Material selection for overmolding

Different plastic resins have different properties in terms of hardness, flexibility, etc. Various plastic applications require specific materials for the overmolding process. An overmolded part could be hard, soft or even a combination of both. The type of touch required in the product usually determines the materials selected for overmolding.

Following are the key factors used to select the material type that is most suitable for the part:

Thickness

When in need of thermoplastics for making handle grips, it is often necessary to look for very soft textured plastic resins. However, the thinner the overmold for a thermoplastic elastomer, the harder it feels. This is often incorporated by adding ribs that are placed in succession to give the feel of thick material, even when a small amount of material is being used. 

Hardness and Flexibility

The hardness of a material is not necessarily related to its flexibility and elasticity. While people are often confused between the two terms, hardness and flexibility are two separate features and can often be seen in one plastic resin. The figures on the durometer are hence not a depiction of a material’s flexibility. 

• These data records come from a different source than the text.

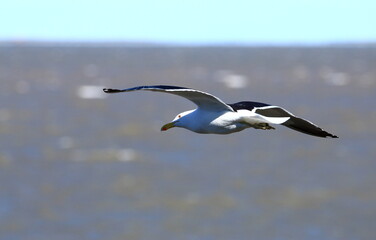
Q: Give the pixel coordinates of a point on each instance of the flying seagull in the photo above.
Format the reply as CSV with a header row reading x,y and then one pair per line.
x,y
212,115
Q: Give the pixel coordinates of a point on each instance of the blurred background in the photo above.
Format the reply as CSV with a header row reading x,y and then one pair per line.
x,y
78,164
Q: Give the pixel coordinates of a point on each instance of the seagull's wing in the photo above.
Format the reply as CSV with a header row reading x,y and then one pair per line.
x,y
203,100
278,115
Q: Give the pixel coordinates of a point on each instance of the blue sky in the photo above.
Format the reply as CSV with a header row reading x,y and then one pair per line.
x,y
190,21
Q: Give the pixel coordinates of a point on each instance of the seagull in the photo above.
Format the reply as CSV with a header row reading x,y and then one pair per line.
x,y
213,116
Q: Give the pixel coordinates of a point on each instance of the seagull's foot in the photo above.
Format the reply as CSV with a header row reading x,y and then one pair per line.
x,y
263,126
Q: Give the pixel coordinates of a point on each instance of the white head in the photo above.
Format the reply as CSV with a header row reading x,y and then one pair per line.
x,y
181,120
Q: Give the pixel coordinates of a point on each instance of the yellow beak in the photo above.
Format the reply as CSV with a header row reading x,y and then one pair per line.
x,y
168,126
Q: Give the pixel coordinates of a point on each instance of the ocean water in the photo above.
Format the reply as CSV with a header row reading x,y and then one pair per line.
x,y
78,164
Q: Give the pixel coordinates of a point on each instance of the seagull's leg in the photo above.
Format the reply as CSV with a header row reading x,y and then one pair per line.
x,y
263,126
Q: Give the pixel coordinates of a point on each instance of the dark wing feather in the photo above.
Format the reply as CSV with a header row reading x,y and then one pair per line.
x,y
202,99
293,122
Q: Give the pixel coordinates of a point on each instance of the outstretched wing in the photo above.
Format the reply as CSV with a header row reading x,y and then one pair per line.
x,y
278,115
203,100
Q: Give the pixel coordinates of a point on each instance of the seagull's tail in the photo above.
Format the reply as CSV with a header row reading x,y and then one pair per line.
x,y
112,90
306,127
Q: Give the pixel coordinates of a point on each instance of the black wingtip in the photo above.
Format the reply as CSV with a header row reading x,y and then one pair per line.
x,y
332,136
110,90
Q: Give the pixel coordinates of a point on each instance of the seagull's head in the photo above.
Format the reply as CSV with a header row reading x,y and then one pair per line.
x,y
181,120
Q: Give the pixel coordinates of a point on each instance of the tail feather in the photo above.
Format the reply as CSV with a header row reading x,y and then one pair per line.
x,y
306,127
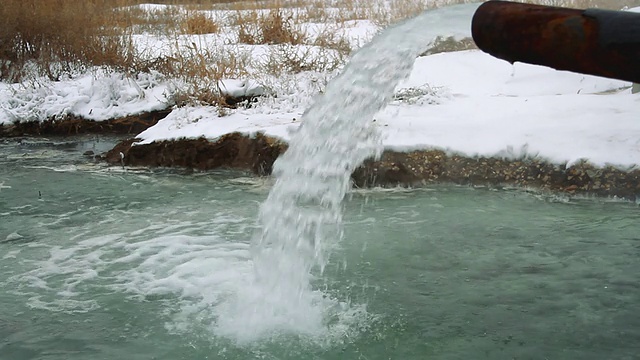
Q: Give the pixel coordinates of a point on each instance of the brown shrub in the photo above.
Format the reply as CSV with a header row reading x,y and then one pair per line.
x,y
198,23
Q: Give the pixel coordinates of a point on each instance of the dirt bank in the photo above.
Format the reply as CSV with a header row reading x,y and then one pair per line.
x,y
416,168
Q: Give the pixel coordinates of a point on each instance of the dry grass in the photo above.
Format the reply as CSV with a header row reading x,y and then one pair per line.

Flexural modulus is a better indicator of flexibility. This is a measure of a material’s flexibility or in other words, it’s resistance to bend. A higher flexural modulus means that the material is stiff with minimal abilities to bend. 

Plastic parts that need to have a softer feel often need resins that have low flexural modulus for the overmolding process. These types of plastic resins are often suitable for handles, medical equipment, electrical appliances, etc. 

Coefficient of friction

Friction is the resistance that occurs between two surfaces when rubbed against each other. Similarly, the  Coefficient of Friction is the amount of force that is required to move one material on top of another. 

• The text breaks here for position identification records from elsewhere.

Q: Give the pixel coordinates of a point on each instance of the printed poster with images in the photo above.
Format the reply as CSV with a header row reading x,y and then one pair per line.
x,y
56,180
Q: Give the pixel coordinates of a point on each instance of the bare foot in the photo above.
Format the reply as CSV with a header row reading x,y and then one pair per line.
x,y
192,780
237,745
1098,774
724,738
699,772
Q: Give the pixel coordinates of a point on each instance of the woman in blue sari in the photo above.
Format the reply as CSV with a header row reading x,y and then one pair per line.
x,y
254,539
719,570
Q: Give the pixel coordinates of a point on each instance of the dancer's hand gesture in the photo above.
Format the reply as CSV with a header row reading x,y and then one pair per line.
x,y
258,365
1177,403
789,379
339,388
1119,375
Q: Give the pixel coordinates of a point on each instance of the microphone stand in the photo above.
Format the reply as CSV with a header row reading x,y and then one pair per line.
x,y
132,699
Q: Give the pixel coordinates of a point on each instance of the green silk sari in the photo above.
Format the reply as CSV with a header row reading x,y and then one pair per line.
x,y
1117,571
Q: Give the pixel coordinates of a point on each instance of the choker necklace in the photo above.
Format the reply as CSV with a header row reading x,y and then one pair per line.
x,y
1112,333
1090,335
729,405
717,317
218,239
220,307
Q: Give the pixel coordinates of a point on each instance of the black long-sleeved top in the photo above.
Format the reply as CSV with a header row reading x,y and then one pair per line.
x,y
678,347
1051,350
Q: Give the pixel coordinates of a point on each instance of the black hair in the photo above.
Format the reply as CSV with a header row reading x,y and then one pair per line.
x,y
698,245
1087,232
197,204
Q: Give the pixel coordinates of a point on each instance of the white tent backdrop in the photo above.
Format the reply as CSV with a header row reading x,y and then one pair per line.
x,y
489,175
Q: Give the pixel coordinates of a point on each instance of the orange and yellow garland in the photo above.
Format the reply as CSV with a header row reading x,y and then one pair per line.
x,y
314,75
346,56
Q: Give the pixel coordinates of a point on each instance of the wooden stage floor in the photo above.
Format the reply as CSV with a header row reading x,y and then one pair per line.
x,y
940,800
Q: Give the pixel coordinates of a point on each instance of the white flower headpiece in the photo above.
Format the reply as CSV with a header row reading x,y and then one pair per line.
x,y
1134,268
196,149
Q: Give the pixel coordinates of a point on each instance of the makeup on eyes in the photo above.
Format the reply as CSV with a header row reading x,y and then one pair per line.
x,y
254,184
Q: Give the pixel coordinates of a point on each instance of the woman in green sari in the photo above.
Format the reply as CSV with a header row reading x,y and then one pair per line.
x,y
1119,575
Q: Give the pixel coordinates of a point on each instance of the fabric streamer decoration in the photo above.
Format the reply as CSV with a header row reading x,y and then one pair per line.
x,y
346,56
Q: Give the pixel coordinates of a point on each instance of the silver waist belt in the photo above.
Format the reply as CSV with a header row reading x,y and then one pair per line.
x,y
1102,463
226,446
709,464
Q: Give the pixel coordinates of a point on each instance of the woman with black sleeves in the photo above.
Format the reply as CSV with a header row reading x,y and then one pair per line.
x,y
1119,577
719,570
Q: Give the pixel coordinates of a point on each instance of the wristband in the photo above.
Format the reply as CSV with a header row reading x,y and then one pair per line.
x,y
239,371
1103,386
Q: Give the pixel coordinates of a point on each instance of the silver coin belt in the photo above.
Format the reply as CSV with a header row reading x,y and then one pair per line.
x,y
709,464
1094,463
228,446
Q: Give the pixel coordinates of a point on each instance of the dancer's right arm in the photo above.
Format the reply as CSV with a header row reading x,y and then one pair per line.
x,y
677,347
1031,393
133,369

Thermoplastic elastomers are usually rubbery in texture. This means that the TPEs being soft in nature offer a higher Coefficient of friction. However, this is not true in the case of all plastic resins. 

Applications of overmolding

Overmolded plastics find a wide range of applications in multiple industries.

Some of the most common applications of overmolding include:

  • Plastic or metal parts with a soft grip handle
  • Medical devices
  • Knobs for appliances
  • Window reveal molding
  • Encapsulated electronic devices
  • Electrical components
  • Controls
  • Automotive parts

Final words: As discussed above, mold design, as well as the type of material selected for overmolding, are two important criteria for custom overmolding techniques. An appropriately selected material helps in maintaining part quality in terms of tolerances and tooling reliability. 

Automation techniques are now employed in various manufacturing sectors for creating precise overmolded parts. The reduction in labor costs, faster assembly time, and improved quality and reliability of the products make overmolding a very important process in the world of plastic injection molding.